Having one secure method in fact makes a method insecure.
- Instant notifications, the ability to freeze your card and pots make Monzo more secure than most other banks in this case.
Unlocked phone stolen
If a phone thief steals your phone and finds out or hacks your phone password, then yes they’d be able to access and view your Monzo account.
However, to send any money the thief would need to know your PIN (or have your fingerprint if you have fingerprint security turned on in your Monzo app). I think the only thing they’d be able to do with access to your Monzo app is move money in and out of your pots unless they have your PIN too.
In this case, your money is no less secure with Monzo than with other banks - all the thief can do is admire your spending, until you wipe the phone.
Unlocked phone and card stolen
If the thief has your unlocked phone and card, I guess they could move money out of pots and then use your card just like they’d use any stolen non-Monzo bank card with a separate code for the banking app (ie: contactless payments below £30).
In this case, your money has the same security as with a non-Monzo bank, but only if the thief knows about Monzo pots (so they can move all your money into your main account to spend).
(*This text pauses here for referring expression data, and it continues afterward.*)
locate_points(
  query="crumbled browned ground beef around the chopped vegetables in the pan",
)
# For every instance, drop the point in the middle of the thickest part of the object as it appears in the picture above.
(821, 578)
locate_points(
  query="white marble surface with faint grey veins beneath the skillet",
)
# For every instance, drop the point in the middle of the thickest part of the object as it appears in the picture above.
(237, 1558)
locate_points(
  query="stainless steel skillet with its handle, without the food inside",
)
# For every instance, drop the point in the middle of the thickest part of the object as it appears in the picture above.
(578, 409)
Unlocked phone and PIN stolen
If the thief have your unlocked phone and knows your PIN, then they could send money using the Monzo app. They could also use your Apple/Google Pay to go on a spending spree, but this is also true for all other banking apps.
In this case, Monzo would be less secure than a banking app with a separate passcode (since the thief could send money using the Monzo app). However, the use of Apple/Google Pay would be the same for banks with a separate banking app passcode.
Unlocked phone, card and PIN stolen
- Monzo is just as secure as banks with separate banking app passcodes.
- For all the above I’ve assumed that the thief can somehow bypass your fingerprint and the Monzo user, knowing this, has not enabled any fingerprint security:
If the thief can hack past any password or fingerprint sensor, then the additional passcode for the banking app makes no difference.
If the thief can only hack past a phone’s lock screen, then locking the Monzo app with your fingerprint provides the same level of security as a additional passcode.
I find it amazing that some people want their challenger bank to look exactly like all the other banks.
Monzo is doing something different. They’ll be the first to change things if they realise they’ve inadvertently created an app which lets Japanese speaking Turks in vans steal all the money in the bank.
Until then, if you want to put three letters from your password and your first school into an app, go back to HSBC.